A major Washington area lender, also one of the nation's largest mortgage companies, yesterday stopped making loans to prospective homebuyers in the Washington-Baltimore area and began drastically cutting back on residential mortgages elsewhere.
As financing for housing continued to dry up, officials of Fidelity Bond & Mortgage Co. of Philadelphia announced yesterday they would shut down their residential mortgage originating business in this area entirely.
Company officials said that an estimated $35 to $50 million worth of loan commitments and applications pending in the six Washington area offices would be placed with other lenders or otherwise honored.
There were indications, however, that the cost of that money might be higher than borrowers had originally anticipated.
Vincent DiBiase, president of Fidelity Bond & Mortgage in Philadelphia, said the company plans to reduce its residential mortgage originating business to "a very small minimum" and will concentrate much of its limited business in Pennsylvania, where the company is based. Fidelity has 20 offices up and down the East Coast.
The company will continue to service more than $1 billion worth of residential and commercial mortgages nationally and will continue to originate commercial mortgages, officials said.
"it's not a permanent thing. It's just a temporary slowdown," because the residential mortgage business has become so unprofitable, said a company spokesman in Philadelphia.
Reports were mixed as to what was happening with the company's local operations. Regional Vice President Allan Bernstein said that the shut-down here would be gradual. But Assistant Vice President Joseph Rogers Jr. said the six offices in this area and Baltimore would close immediately.
Rogers also said 60 to 70 people who work in those offices will be kept on the payroll until at least today and possibly longer.

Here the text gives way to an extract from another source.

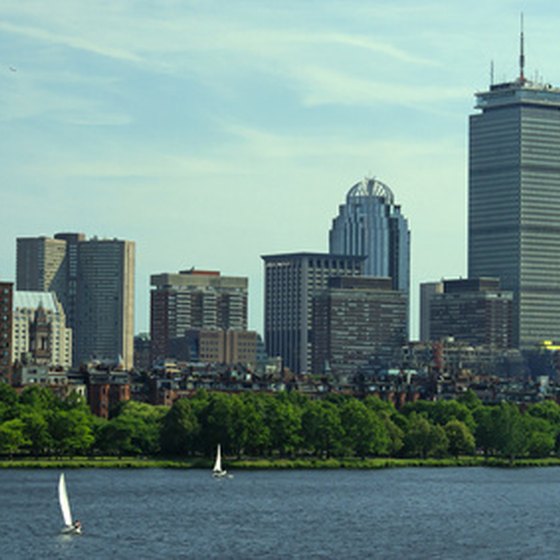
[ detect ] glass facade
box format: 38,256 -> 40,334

The news of Fidelity's decision to get out of the business of making loans for homebuyers came at a time when mortgage compaines in general are experiencing difficulties because of the high cost of credit. Three other Washington area mortgage companies in the past week laid off employees and cut back on their loan originating business.
The Wall Street Journal reported on Tuesday that Standard & Poor's had downgraded Fidelity's mortgage backed notes because of what Standard & Poor's called "sudden and unexpected" trading losses.
The Wall Street Journal also quoted as saying that some dealers may face losses and that their problems stem from a chance that Fidelity "won't or can't take delivery on commitments with them totalling more than $300 million."